= Simon Hodgkinson =

England international rugby union player

Simon Hodgkinson (born 15 December 1962) is a former international rugby union player. He represented England at fullback between 1989 and 1991, gaining 14 Test caps.

==Career==

Hodgkinson made his debut against Romania in Bucharest in 1989 and was a main part of the side which completed the Grand Slam at the 1991 Five Nations Championship, kicking 60 points in four matches (a world record at the time, but had since been broken by Jonny Wilkinson).
He had goal-kicking stats of 80.23% successful place-kicks (penalties and conversions) over his career – an extremely high rate in the years of amateur rugby: and still holds the record for the most penalties converted in a Five Nations/Six Nations match with the seven he successfully converted in the 25–6 victory over Wales in Cardiff. However, he was primarily a consistent place-kicker and not viewed as much of an attacking threat; after harsh criticism of England's dour forward-based tactics in their 1991 Grand Slam he was replaced by Jonathan Webb, previously considered less consistent with the boot, in both place-kicks and penalties, but was seen to be more adventurous with the ball in hand.
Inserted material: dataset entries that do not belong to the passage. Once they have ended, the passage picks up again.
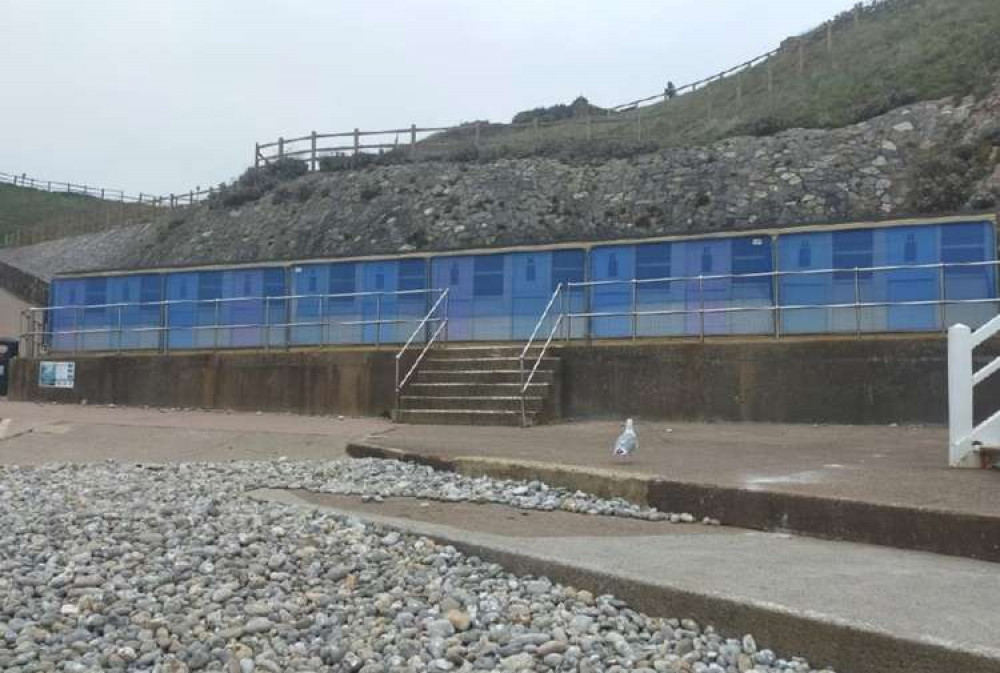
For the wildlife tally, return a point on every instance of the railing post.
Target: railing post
(960, 419)
(857, 301)
(635, 308)
(567, 326)
(447, 313)
(942, 305)
(776, 283)
(216, 324)
(267, 324)
(701, 306)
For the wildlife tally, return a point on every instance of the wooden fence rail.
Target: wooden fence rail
(188, 198)
(634, 119)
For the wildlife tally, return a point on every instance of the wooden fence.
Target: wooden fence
(640, 120)
(190, 197)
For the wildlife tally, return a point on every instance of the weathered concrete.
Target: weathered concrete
(887, 486)
(857, 608)
(344, 381)
(35, 434)
(876, 380)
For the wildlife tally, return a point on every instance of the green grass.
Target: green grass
(898, 53)
(30, 215)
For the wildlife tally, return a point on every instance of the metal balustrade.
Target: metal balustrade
(231, 322)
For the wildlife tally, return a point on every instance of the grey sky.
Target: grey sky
(162, 95)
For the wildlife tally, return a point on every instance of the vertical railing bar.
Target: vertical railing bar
(267, 324)
(776, 285)
(635, 308)
(857, 301)
(701, 306)
(942, 306)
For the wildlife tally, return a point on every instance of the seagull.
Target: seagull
(627, 442)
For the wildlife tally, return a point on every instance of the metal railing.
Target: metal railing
(421, 327)
(968, 442)
(167, 324)
(526, 382)
(858, 280)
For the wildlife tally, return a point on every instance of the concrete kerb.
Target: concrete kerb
(920, 529)
(824, 641)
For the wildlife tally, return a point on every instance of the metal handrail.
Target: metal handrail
(780, 273)
(229, 300)
(423, 323)
(525, 384)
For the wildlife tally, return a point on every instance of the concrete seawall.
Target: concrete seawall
(846, 381)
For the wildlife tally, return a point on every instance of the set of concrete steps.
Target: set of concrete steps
(480, 385)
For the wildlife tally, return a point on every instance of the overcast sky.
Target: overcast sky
(163, 95)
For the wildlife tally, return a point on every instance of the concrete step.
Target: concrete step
(474, 389)
(449, 352)
(472, 402)
(479, 376)
(485, 363)
(851, 607)
(461, 417)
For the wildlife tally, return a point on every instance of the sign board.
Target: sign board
(56, 374)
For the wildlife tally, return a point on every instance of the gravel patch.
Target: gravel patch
(375, 479)
(111, 567)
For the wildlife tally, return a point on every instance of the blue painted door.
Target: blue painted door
(911, 246)
(532, 288)
(455, 275)
(612, 263)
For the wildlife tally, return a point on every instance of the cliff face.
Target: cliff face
(875, 169)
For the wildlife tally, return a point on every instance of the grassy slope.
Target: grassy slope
(31, 215)
(902, 52)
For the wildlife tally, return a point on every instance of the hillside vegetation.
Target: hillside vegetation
(32, 215)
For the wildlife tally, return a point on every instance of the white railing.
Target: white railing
(969, 444)
(526, 382)
(442, 327)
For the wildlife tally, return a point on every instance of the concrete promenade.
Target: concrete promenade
(857, 608)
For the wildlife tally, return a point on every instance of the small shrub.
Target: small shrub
(281, 196)
(305, 192)
(370, 191)
(942, 181)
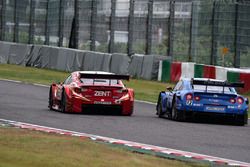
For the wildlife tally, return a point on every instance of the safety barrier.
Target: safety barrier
(172, 72)
(65, 59)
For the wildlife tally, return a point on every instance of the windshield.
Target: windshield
(218, 89)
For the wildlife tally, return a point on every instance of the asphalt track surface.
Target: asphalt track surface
(28, 103)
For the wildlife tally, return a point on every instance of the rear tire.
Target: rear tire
(63, 102)
(241, 120)
(175, 114)
(159, 109)
(50, 99)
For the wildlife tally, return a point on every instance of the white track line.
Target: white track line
(135, 145)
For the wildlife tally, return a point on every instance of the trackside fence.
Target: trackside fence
(214, 32)
(172, 72)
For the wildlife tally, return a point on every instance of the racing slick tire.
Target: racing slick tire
(159, 109)
(50, 99)
(241, 120)
(175, 114)
(63, 102)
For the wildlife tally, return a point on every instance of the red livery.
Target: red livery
(91, 91)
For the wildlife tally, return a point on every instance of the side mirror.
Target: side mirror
(170, 89)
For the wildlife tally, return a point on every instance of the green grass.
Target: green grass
(26, 148)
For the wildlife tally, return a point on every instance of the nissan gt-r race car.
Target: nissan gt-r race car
(202, 96)
(92, 91)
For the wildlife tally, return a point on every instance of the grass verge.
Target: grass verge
(24, 148)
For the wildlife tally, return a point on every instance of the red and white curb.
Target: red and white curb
(134, 145)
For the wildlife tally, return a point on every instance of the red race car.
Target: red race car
(92, 91)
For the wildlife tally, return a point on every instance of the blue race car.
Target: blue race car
(203, 96)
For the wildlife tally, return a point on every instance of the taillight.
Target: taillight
(77, 90)
(240, 100)
(197, 98)
(189, 96)
(232, 100)
(122, 91)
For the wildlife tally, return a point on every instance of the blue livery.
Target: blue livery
(203, 96)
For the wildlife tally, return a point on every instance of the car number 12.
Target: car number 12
(102, 93)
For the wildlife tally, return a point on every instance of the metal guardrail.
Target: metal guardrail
(184, 30)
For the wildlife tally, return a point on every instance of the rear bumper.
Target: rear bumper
(200, 108)
(124, 107)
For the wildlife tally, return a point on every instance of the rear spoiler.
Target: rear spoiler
(105, 76)
(217, 83)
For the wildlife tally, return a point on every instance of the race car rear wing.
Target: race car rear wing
(217, 83)
(105, 76)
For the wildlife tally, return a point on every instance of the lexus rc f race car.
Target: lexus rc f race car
(92, 91)
(203, 96)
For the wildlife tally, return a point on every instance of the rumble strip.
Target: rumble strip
(138, 147)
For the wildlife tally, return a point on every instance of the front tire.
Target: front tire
(50, 99)
(175, 114)
(63, 102)
(159, 109)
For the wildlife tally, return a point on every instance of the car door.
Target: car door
(176, 91)
(62, 85)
Hodgkinson was however in the squad for the 1991 Rugby World Cup held in England, Ireland, Scotland, Wales and France: and played in the victorious team against United States of America. Hodgkinson scored 203 points in his 14 appearances, with a sole try coming against Argentina in Buenos Aires on tour in 1990. Although he might be considered unlucky to have lost his place when he did, injuries curtailed his subsequent career and he was never able to regain a place in the international team.

Hodgkinson was later named as the idol of one of the world's best players, Jonny Wilkinson – which was mentioned in his biography Jonny.

==Personal life==

Simon Hodgkinson married farmer's daughter Fiona Radley (Fiona Hodgkinson) in Southwell Minister on 22 August 1992. Their first child Olivia Honor Hodgkinson was born on 15 November 1994, and their second daughter Anna Victoria Hodgkinson was born on 25 August 1998. Both children attended Wellow House Prep School in Ollerton, Nottinghamshire and at the age of 13 to 18 they both attended Oundle School, Northamptonshire.

During his club career, he played for Nottingham and Moseley, where he captained for 3 seasons. He retired from being one of the head rugby coaches at Oundle School, Northamptonshire along with John Olver in 2017 after 15 years of coaching.